Should I recommend sealing classes by default?

Question

In a big project I work for, I am considering recommending other programmers to always seal their classes if they haven\'t considered how their classes should be subclassed. Oft

Answer 1

Frankly I think that classes not being sealed by default in c# is kind of weird and out of place with how the rest of the defaults work in the language.

By default, classes are internal. By default fields are private. By default members are private.

There seems to be a trend that points to least plausible access by default. It would stand to reason that a unsealed keyword should exits in c# instead of a sealed.

Personally I'd rather classes were sealed by default. In most ocassions when someone writes a class, he is not designing it with subclassing in mind and all the complexities that come along with it. Designing for future subclassing should be a conscious act and therefore I'd rather you explicitly have to state it.

Answer 2

I'd like to think that I'm a reasonably-experienced programmer and, if I've learned nothing else, it's that I am remarkably bad at predicting the future.

Typing sealed is not hard, I just don't want to irritate a developer down the road (who could be me!) who discovers that a problem could be easily solved with a little inheritance.

I also have no idea how sealing a class makes it more readable. Are you trying to force people to prefer composition to inheritance?

Answer 3

This is a very opinionated question that's likely to garner some very opinionated answers ;-)

That said, in my opinion, I strongly prefer NOT making my classes sealed/final, particularly at the beginning.

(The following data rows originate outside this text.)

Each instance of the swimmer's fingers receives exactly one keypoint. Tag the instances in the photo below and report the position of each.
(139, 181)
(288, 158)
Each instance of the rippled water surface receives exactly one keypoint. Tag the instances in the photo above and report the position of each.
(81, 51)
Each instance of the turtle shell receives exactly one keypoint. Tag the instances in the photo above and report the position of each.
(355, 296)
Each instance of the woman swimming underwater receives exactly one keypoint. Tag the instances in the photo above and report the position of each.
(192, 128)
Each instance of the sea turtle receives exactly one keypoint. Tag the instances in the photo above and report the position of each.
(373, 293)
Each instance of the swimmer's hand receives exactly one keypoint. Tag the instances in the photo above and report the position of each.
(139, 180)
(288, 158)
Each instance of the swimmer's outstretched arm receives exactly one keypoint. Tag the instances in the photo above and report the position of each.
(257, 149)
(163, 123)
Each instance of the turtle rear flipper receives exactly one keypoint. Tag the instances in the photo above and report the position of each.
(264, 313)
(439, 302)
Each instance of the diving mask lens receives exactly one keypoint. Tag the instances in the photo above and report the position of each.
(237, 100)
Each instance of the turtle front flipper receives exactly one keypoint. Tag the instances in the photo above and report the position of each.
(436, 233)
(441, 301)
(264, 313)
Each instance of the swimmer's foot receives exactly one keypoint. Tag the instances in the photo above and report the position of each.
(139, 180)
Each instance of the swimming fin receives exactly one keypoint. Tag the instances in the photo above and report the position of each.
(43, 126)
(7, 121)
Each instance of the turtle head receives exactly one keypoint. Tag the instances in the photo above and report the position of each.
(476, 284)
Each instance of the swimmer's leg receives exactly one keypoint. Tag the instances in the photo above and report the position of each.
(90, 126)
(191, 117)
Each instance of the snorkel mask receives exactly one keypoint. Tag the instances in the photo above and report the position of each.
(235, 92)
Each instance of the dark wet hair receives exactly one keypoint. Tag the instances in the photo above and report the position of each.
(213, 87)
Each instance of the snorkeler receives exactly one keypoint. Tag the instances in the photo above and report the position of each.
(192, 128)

Doing this makes it very difficult to infer the intended extensibility points, and it's nearly impossible to get them right at the beginning. IMHO, overuse of encapsulation is worse than overuse of polymorphism.

Answer 4

Okay, as so many other people have weighed in...

Yes, I think it's entirely reasonable to recommend that classes are sealed by default.

This goes along with the recommendation from Josh Bloch in his excellent book Effective Java, 2nd edition:

Design for inheritance, or prohibit it.

Designing for inheritance is hard, and can make your implementation less flexible, especially if you have virtual methods, one of which calls the other. Maybe they're overloads, maybe they're not. The fact that one calls the other must be documented otherwise you can't override either method safely - you don't know when it'll be called, or whether you're safe to call the other method without risking a stack overflow.

Now if you later want to change which method calls which in a later version, you can't - you'll potentially break subclasses. So in the name of "flexibility" you've actually made the implementation less flexible, and had to document your implementation details more closely. That doesn't sound like a great idea to me.

Next up is immutability - I like immutable types. I find them easier to reason about than mutable types. It's one reason why the Joda Time API is nicer than using Date and Calendar in Java. But an unsealed class can never be known to be immutable. If I accept a parameter of type Foo, I may be able to rely on the properties declared in Foo not to be changed over time, but I can't rely on the object itself not being modified - there could be a mutable property in the subclass. Heaven help me if that property is also used by an override of some virtual method. Wave goodbye to many of the benefits of immutability. (Ironically, Joda Time has very large inheritance hierarchies - often with things saying "subclasses should be immutable. The large inheritance hierarchy of Chronology made it hard to understand when porting to C#.)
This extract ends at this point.